There is a pretty known writing by Bob Nystrom named "What color is you function"?

In it, the author discusses the existing approaches to async programming. The majority of programming languages, including Python, he says, use functions "of different colors". That is, one color for "regular" functions and a special one - for async ones. If you have to use async and await keywords for async functions, you are using a special color. Golang does not have function colors, as a vivid counter-example.

Recently, taking a closer look at how sqlalchemy provides async I/O, I have found a way to do the async programming not using function coloring.

It is best suited for cases when you do not actually need concurrency, just the async I/O. When you have many logical threads, executing at the same time, but they are not dependent on each other. Within a particular thread operations execute sequentially, so concurrency is not needed. A web server is a good example, handling of the web requests being those independent "threads".

What does it look like

It looks like a regular synchronous code, that's why I say it's programming in the gevent style. However, we don't do any monkeypatching. Instead, our code should add support for the async I/O.

Here is an example, it is a working code, you can run it yourself.

from kitchen.models import Order

@as_async
def food_delivery(request):
    order: Order = prepare_order(request)
    order.save()
    resp = myhttpx.post(settings.KITCHEN_SERVICE, data=order.as_dict())
    match resp.status_code, resp.json():
        case 201, {"mins": _mins} as when:
            if consumer := ws.consumers.get(request.user.username):
                consumer.send_json(when)
            return JsonResponse(when)
        case _:
            kitchen_error(resp)

In the above django view, we save an order into the database, then make a request to a kitchen service, then notify the customer on when to expect the delivery.

The vanilla django is used, however, with an async backend. myhttpx is a wrapper over httpx. Ws consumer needed wrapping too, of course.

As you can see, we made django an async-capable framework. The higher-level libraries like django-rest-framework, for example, require even less effort (zero).

How it is done: the greenlet hack

The greenlet hack is the same that is used by sqlalchemy, and can be found here.

The idea of it is to split the code between two greenlets, a sync and an async one. All async operation are "filtered out" to the async greenlet, the remaining code being composed solely of "regular" functions.

There are two ways of using greenhack.

In the first case there already is an event loop your application is run within. In this case you would usually decorate your top-level function with @as_async.

The second case is when you don't have an event loop and have to start one yourself. An example for this is Python REPL. Or some legacy console utility. In this case you should call

greenhack.start_loop()

After this your code is able to use async I/O. Here you can see that I've added this line to manage.py (django console utility) to make it work with an async backend.

Merits

Here I will try and share my own opinion on the value of the described approach.

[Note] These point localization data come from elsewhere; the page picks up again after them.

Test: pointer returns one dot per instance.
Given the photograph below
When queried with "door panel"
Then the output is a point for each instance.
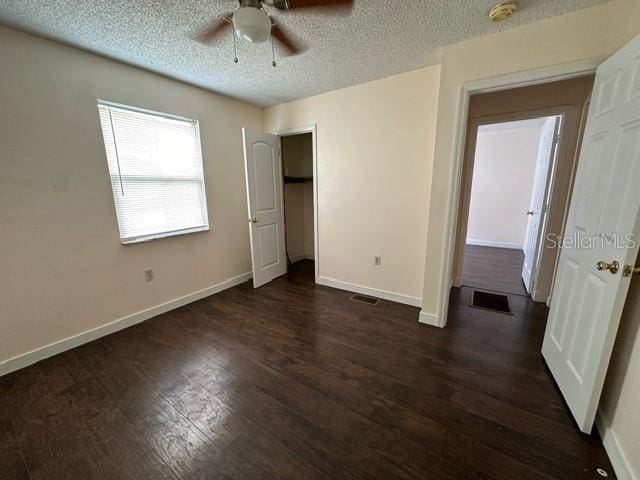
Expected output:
(538, 205)
(602, 225)
(263, 167)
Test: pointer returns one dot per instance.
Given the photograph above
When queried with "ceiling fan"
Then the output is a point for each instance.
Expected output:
(251, 22)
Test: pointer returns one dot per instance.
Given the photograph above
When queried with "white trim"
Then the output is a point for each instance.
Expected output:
(520, 79)
(313, 129)
(618, 459)
(372, 292)
(489, 243)
(26, 359)
(429, 319)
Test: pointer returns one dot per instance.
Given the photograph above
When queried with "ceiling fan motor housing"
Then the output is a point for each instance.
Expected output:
(252, 24)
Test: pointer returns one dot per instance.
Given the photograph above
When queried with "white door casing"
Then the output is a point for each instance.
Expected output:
(587, 302)
(263, 169)
(539, 203)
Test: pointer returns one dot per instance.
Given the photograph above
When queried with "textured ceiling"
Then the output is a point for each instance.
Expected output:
(378, 38)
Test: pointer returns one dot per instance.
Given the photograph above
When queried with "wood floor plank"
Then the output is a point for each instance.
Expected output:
(295, 380)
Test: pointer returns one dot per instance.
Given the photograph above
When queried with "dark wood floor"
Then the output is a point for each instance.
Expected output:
(491, 268)
(297, 381)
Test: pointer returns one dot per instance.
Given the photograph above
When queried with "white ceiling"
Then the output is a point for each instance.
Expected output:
(377, 39)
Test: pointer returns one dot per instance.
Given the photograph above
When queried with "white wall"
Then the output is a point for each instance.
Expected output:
(503, 171)
(64, 270)
(374, 145)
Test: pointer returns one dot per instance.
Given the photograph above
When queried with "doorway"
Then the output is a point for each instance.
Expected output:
(564, 102)
(513, 166)
(299, 203)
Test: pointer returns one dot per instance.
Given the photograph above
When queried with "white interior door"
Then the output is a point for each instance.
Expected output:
(587, 301)
(263, 168)
(538, 205)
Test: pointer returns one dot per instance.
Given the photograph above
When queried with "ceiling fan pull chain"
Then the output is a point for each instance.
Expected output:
(273, 53)
(235, 50)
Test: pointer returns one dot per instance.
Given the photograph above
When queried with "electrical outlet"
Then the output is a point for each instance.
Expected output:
(148, 274)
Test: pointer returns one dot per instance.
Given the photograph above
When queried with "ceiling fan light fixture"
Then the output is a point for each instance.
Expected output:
(252, 24)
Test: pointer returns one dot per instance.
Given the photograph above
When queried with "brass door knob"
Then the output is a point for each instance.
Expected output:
(629, 270)
(613, 267)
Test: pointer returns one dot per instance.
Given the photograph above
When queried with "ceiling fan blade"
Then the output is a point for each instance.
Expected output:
(299, 4)
(215, 30)
(293, 47)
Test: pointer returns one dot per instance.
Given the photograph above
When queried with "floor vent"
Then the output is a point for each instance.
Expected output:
(495, 302)
(364, 299)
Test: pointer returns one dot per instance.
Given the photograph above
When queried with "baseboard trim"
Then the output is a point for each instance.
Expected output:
(29, 358)
(297, 258)
(373, 292)
(488, 243)
(618, 459)
(429, 319)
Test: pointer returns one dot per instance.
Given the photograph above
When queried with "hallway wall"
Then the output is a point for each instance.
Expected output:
(503, 171)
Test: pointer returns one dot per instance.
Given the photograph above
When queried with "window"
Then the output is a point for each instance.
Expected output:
(155, 164)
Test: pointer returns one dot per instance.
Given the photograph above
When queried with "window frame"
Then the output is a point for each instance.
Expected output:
(171, 233)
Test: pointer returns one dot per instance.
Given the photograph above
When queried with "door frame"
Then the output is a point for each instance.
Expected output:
(313, 130)
(468, 166)
(493, 84)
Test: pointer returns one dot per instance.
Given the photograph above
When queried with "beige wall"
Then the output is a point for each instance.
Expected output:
(503, 170)
(584, 36)
(375, 145)
(64, 270)
(620, 404)
(587, 35)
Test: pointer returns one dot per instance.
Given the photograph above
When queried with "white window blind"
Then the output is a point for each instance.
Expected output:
(155, 164)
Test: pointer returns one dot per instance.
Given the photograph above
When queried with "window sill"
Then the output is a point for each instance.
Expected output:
(158, 236)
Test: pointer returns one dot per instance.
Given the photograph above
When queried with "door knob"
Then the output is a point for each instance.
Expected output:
(629, 270)
(613, 267)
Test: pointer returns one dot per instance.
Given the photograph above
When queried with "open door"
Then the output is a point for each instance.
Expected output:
(594, 272)
(263, 169)
(539, 204)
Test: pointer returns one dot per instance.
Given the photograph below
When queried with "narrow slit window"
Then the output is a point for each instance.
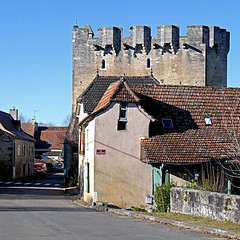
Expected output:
(148, 63)
(103, 64)
(122, 120)
(167, 123)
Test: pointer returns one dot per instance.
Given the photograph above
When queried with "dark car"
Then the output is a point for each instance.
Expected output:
(40, 169)
(59, 167)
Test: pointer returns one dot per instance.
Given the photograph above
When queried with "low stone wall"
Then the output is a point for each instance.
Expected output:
(205, 204)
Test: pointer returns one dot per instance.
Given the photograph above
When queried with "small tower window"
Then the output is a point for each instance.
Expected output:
(122, 120)
(167, 123)
(103, 64)
(148, 63)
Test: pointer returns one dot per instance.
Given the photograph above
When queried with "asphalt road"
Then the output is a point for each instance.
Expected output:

It is just an approach, it doesn't have any code. It relies on asyncio by default.

It is indispensable for working with legacy codebases. I am sure this is the future of the django project, for example.

The approach has one benefit in comparison with async-native code: it can support both async and blocking code with one codebase.

Hardly it can be viewed as a general-purpose approach to async programming. But I'm sure it can have a wide range of uses.

Is it production-ready?

It has been tested in production primarily by sqlalchemy, and zzzeek says it's production-ready.

Does sqlalchemy use the same approach?

No it doesn't. sqlalchemy only uses the greenlet trick internally, while we open it up to the developer. sqlalchemy provides an async API, while we provide a sync-looking API that uses async I/O under he hood.

Issues/cons

Using the greenlet hack, one can face certain issues related to the debugging and profiling. Since the code gets split between the sync and the async greenlet, the stack of frames is also split. However, you can always print the correct stack of frames yourself. zzzeek says the profiling isn't easy too.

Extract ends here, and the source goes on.